Two Key Features of the Regression Line:

  1. For any regression line, the average (and the sum) of the errors is always zero because the positives and negatives cancel out.
  2. The SD of the errors (also called the Root Mean Square Error or RMSE), is a measure of the typical spread of the data around the regression line.

RMSE=SDerrors: The SD of the prediction errors is a measure of how accurate our predictions are. The better the predictions, the smaller the size of the errors and the smaller the RMSE.
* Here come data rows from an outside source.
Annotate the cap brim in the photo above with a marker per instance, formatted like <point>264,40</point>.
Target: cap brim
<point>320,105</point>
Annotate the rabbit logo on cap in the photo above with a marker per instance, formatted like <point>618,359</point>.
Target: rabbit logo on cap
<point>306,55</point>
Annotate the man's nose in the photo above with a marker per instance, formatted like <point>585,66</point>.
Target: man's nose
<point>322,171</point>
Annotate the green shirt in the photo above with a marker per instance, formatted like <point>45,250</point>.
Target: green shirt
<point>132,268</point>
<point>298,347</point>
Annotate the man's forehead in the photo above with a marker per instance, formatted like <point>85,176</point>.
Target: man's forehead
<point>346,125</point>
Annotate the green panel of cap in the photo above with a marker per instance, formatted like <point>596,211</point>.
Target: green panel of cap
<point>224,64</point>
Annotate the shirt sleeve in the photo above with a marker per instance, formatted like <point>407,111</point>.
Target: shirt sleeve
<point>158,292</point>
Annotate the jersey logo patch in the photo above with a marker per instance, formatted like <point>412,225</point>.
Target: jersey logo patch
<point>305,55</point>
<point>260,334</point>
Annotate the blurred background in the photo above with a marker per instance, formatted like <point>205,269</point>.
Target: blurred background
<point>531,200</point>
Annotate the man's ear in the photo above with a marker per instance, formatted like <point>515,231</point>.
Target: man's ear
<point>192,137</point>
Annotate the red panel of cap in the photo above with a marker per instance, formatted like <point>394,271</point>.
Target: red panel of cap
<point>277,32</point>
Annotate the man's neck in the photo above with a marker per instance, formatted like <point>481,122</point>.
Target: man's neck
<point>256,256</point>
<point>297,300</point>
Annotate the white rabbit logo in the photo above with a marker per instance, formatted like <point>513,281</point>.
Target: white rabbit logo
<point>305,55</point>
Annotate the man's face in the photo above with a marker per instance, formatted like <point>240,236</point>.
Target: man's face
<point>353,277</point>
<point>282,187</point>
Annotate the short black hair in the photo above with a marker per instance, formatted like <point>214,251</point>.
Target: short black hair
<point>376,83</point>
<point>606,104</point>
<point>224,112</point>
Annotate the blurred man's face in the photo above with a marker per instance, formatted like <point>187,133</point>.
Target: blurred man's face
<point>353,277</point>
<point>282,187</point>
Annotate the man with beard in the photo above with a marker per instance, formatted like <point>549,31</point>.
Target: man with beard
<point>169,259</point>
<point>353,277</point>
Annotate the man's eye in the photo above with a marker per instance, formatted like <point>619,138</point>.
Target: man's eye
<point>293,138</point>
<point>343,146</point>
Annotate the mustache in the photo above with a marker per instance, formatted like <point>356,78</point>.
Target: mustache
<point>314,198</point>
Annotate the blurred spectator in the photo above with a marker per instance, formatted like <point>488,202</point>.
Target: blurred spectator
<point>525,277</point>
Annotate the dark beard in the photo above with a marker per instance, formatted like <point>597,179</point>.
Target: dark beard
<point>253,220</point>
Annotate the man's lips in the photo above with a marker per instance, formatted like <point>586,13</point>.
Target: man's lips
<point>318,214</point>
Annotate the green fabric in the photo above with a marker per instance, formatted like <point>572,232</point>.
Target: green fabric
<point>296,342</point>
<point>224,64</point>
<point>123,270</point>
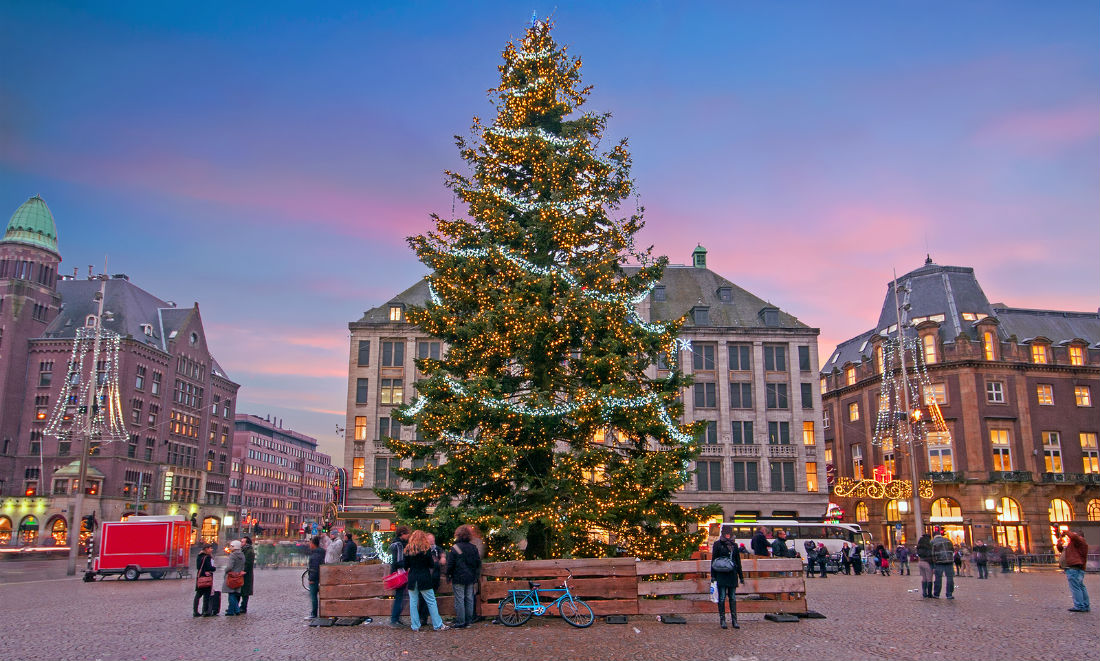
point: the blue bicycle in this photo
(521, 604)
Rather than finding all the errors and then taking their root mean square, it's much easier to use this formula below. The RMSE is in the same units as your y variable.
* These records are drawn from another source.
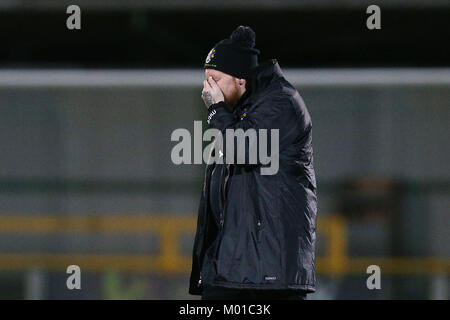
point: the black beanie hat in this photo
(236, 55)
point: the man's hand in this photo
(211, 92)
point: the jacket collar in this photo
(260, 77)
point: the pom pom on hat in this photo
(244, 37)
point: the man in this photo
(255, 234)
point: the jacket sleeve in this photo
(275, 113)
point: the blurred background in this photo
(86, 116)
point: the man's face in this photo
(231, 87)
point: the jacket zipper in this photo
(222, 213)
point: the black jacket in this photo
(258, 231)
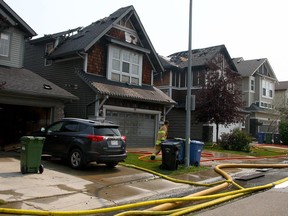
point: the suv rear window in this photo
(106, 131)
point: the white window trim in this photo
(110, 70)
(268, 87)
(250, 84)
(7, 52)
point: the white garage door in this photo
(139, 128)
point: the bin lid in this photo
(170, 143)
(196, 142)
(40, 138)
(27, 138)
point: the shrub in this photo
(237, 140)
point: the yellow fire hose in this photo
(165, 205)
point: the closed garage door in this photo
(139, 128)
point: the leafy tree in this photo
(219, 100)
(2, 84)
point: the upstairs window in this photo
(4, 44)
(267, 89)
(124, 66)
(48, 50)
(252, 84)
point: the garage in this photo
(139, 128)
(17, 121)
(27, 102)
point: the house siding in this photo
(16, 51)
(97, 55)
(64, 75)
(177, 125)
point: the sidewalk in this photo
(61, 190)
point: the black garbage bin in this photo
(170, 154)
(276, 138)
(195, 152)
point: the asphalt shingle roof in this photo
(15, 20)
(281, 85)
(25, 82)
(145, 93)
(248, 67)
(200, 57)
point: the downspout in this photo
(97, 105)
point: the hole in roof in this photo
(47, 87)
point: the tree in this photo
(219, 100)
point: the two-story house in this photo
(26, 99)
(109, 66)
(258, 87)
(281, 95)
(174, 83)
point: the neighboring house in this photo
(281, 95)
(258, 87)
(109, 65)
(173, 81)
(27, 101)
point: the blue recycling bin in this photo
(196, 148)
(261, 137)
(181, 154)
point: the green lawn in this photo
(143, 160)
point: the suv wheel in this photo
(111, 164)
(76, 158)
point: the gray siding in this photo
(16, 52)
(64, 75)
(177, 119)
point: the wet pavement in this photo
(60, 188)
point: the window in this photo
(48, 50)
(124, 66)
(4, 44)
(252, 84)
(267, 89)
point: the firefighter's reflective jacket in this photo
(162, 134)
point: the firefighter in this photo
(161, 136)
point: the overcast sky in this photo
(250, 29)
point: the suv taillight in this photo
(96, 138)
(123, 138)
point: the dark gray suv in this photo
(82, 141)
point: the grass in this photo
(254, 151)
(143, 160)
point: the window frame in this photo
(124, 61)
(252, 84)
(267, 89)
(48, 49)
(6, 51)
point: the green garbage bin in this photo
(31, 152)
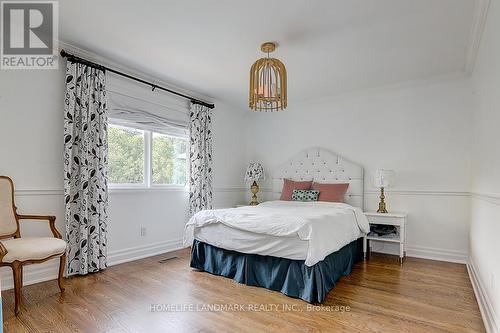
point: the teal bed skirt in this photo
(290, 277)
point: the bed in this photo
(300, 249)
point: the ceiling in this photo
(328, 47)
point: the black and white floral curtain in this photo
(85, 176)
(200, 157)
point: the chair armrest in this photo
(3, 251)
(50, 218)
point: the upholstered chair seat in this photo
(16, 251)
(32, 248)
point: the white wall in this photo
(31, 130)
(485, 210)
(421, 131)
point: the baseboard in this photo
(437, 254)
(143, 251)
(48, 271)
(489, 320)
(428, 253)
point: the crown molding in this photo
(383, 88)
(493, 198)
(476, 32)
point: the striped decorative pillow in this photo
(305, 195)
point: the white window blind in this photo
(147, 116)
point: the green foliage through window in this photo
(126, 157)
(169, 160)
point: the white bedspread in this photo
(326, 226)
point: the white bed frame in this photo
(322, 166)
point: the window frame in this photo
(148, 184)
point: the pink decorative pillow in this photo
(330, 192)
(290, 185)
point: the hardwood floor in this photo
(382, 296)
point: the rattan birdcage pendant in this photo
(268, 82)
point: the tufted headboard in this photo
(322, 166)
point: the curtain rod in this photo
(73, 58)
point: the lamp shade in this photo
(255, 172)
(384, 178)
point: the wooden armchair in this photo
(17, 251)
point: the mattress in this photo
(225, 237)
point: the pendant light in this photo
(268, 82)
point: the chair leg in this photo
(17, 271)
(60, 279)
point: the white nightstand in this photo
(396, 219)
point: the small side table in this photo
(396, 219)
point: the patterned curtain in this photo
(85, 176)
(200, 157)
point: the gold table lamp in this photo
(254, 173)
(382, 179)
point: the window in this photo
(139, 158)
Linear Regression - Data Science Discovery (3)

Video 1: Simple Linear Regression

Follow along with the worksheet to work through the problem:

Video 2: Residuals and RMSE

Follow along with the worksheet to work through the problem:

Q1: Which one is better?

Q2: Linear Regression - Data Science Discovery (4)
What is the Y-INTERCEPT for the given straight line?
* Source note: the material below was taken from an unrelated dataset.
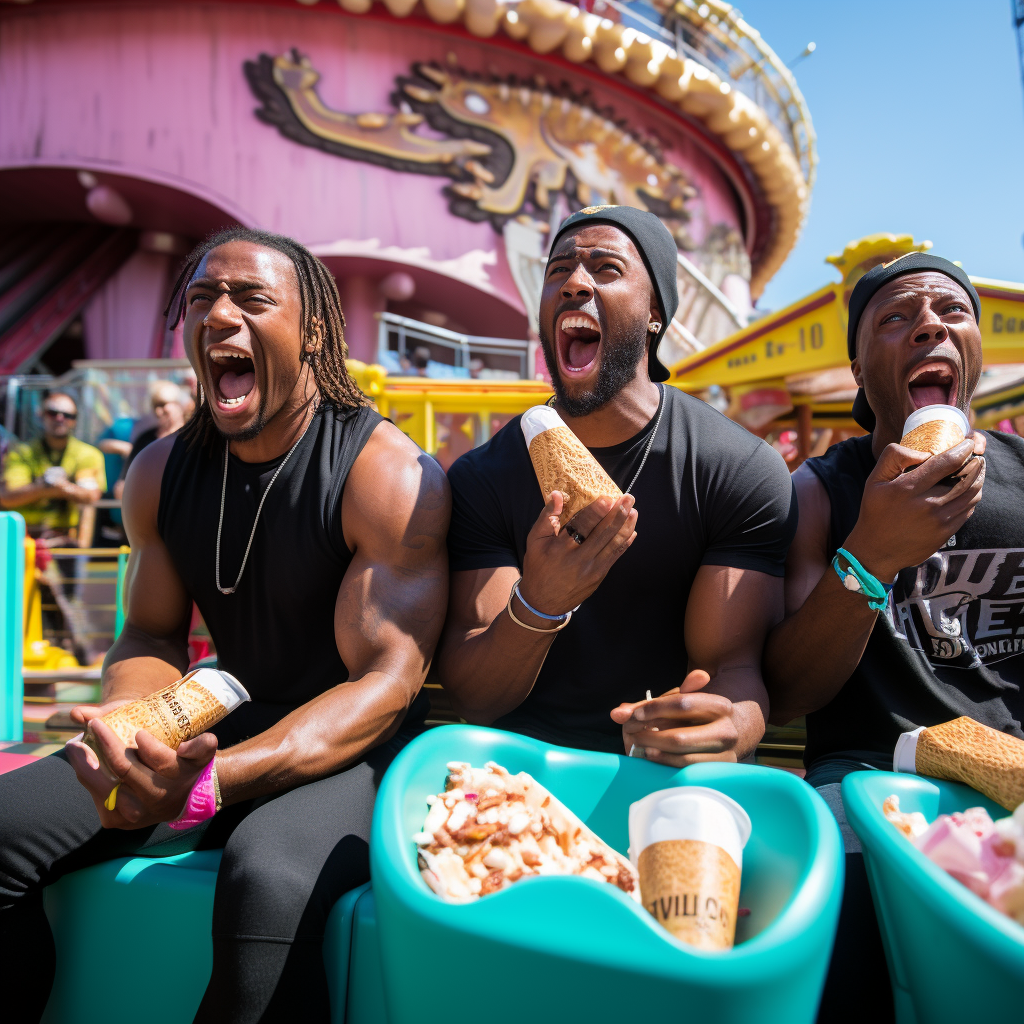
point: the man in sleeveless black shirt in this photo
(677, 601)
(310, 532)
(950, 640)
Q3: Suppose we have clinical data for 400 patients and the task is to predict if a patient has cancer from the given data. Should we use linear regression in this situation?

`); } else { $e.prop("disabled", true); $e.html((i, html) => "❌ " + html); $e.after(`

Try Again. ${d.comment}

Linear Regression - Data Science Discovery (2024)
Top Articles
Simplified Permanent Portfolio: ETF allocation and returns
How much professional indemnity do I need? Hiscox UK
Pet For Sale Craigslist
Devon Lannigan Obituary
Regal Amc Near Me
Nfr Daysheet
Top 10: Die besten italienischen Restaurants in Wien - Falstaff
The Potter Enterprise from Coudersport, Pennsylvania
5 Bijwerkingen van zwemmen in een zwembad met te veel chloor - Bereik uw gezondheidsdoelen met praktische hulpmiddelen voor eten en fitness, deskundige bronnen en een betrokken gemeenschap.
Gw2 Legendary Amulet
Comenity Credit Card Guide 2024: Things To Know And Alternatives
DIN 41612 - FCI - PDF Catalogs | Technical Documentation
Https //Advanceautoparts.4Myrebate.com
Connexus Outage Map
Overton Funeral Home Waterloo Iowa
Money blog: Domino's withdraws popular dips; 'we got our dream £30k kitchen for £1,000'
Byte Delta Dental
Nashville Predators Wiki
Procore Championship 2024 - PGA TOUR Golf Leaderboard | ESPN
Craigslist Free Stuff Greensboro Nc
Palm Coast Permits Online
Why Is 365 Market Troy Mi On My Bank Statement
China’s UberEats - Meituan Dianping, Abandons Bike Sharing And Ride Hailing - Digital Crew
Rural King Credit Card Minimum Credit Score
Viha Email Login
Team C Lakewood
Tips and Walkthrough: Candy Crush Level 9795
Celina Powell Lil Meech Video: A Controversial Encounter Shakes Social Media - Video Reddit Trend
Cognitive Science Cornell
Tuw Academic Calendar
Rainfall Map Oklahoma
Ryujinx Firmware 15
Haunted Mansion Showtimes Near Cinemark Tinseltown Usa And Imax
Vistatech Quadcopter Drone With Camera Reviews
Kaiju Paradise Crafting Recipes
Chase Bank Cerca De Mí
Exploring TrippleThePotatoes: A Popular Game - Unblocked Hub
Tgh Imaging Powered By Tower Wesley Chapel Photos
oklahoma city community "puppies" - craigslist
Austin Automotive Buda
Manatee County Recorder Of Deeds
Planet Fitness Lebanon Nh
Raising Canes Franchise Cost
Mvnt Merchant Services
Dr Adj Redist Cadv Prin Amex Charge
Indio Mall Eye Doctor
888-822-3743
Craigslist Antique
Deezy Jamaican Food
Santa Ana Immigration Court Webex
Tweedehands camper te koop - camper occasion kopen
Fishing Hook Memorial Tattoo
Latest Posts
Article information

Author: Kerri Lueilwitz

Last Updated:

Views: 6160

Rating: 4.7 / 5 (67 voted)

Reviews: 82% of readers found this page helpful

Author information

Name: Kerri Lueilwitz

Birthday: 1992-10-31

Address: Suite 878 3699 Chantelle Roads, Colebury, NC 68599

Phone: +6111989609516

Job: Chief Farming Manager

Hobby: Mycology, Stone skipping, Dowsing, Whittling, Taxidermy, Sand art, Roller skating

Introduction: My name is Kerri Lueilwitz, I am a courageous, gentle, quaint, thankful, outstanding, brave, vast person who loves writing and wants to share my knowledge and understanding with you.